Junior Research Scientist
Lyogenkaya A. A.
2nd cat. Engineer

Main directions of studies

First-principles calculations of the electronic structure and magnetic properties of metallic systems and semiconductors.

Theoretical studies of magnetic structure of solids.

Ab initio calculations of equations of states and thermodynamical properties of solids.

Analysis of hybridisation effects in their relation with stability,
elastic, and magnetic properties.
 

Main principal results, recently obtained:

Giant orbital diamagnetism was discovered in metals and compounds, related to topological FS transitions.

Anisotropic magnetic susceptibility of HCP transition metals was calculated ab initio.

Theoretically studied anisotropic magnetic properties of HCP iron in the Earth inner core, and its possible relation to the seismic anisotropy of Earth.

Theoretical investigations of electronic structure, stability, magnetic and electro-chemical properties of potential lithium batteries based on Mn oxides.
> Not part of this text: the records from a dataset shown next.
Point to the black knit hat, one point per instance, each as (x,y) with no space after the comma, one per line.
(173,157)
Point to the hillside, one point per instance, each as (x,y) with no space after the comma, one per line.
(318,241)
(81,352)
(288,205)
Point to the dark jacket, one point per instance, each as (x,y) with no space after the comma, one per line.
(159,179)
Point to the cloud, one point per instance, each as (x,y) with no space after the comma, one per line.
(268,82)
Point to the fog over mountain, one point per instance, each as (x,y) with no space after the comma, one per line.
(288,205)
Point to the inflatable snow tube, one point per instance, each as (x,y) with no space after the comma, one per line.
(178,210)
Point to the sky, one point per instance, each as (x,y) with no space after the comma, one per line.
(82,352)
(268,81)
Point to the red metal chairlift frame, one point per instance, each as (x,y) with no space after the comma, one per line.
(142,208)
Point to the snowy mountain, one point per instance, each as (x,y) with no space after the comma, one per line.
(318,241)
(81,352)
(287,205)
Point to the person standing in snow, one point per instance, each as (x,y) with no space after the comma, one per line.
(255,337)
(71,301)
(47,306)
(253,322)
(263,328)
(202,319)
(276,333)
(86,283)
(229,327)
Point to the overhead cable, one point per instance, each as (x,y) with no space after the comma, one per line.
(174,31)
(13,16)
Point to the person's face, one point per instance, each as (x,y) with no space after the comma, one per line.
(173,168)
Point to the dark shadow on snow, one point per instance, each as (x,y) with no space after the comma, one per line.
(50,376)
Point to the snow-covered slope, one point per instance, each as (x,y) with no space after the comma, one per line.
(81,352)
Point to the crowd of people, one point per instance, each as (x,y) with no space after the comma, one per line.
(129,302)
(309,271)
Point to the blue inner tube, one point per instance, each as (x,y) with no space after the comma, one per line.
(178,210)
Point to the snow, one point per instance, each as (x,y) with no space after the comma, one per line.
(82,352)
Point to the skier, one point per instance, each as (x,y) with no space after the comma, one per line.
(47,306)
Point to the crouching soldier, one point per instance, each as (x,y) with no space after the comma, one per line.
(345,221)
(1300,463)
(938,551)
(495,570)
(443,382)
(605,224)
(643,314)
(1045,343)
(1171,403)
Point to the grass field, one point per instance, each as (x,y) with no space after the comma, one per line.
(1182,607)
Analysis of elastic properties of super hard materials, such as transition metals dioxides and dodecaborides.

The study of nature of strong magnetovolume effects in highly enhanced itinerant paramagnets and weak ferromagnets, based on 3d-elements, rare-earths and actinides.

Theoretical investigations of magnetic properties of new iron-based superconductors LaFeAsO(F) and FeSe(Te).

Detailed calculations of electronic structures, elastic and magnetic properties of rare-earth hexaborides and dodecaborides have been performed.

Theoretical methods:

  • We use modern methods of computational and theoretical solid state physics for ab initio calculations of band structures within Density Functional Theory, including linearized muffin-tin method in atomic sphere approximation LMTO-ASA, and a full potential FP-LMTO method.
  • Also the augmented spherical wave method (ASW) and ab initio pseudopotentials were employed.
  • LMTO-ASA and FP-LMTO are modified to take into account the effect of external magnetic fields in the framework of ab initio DFT calculations.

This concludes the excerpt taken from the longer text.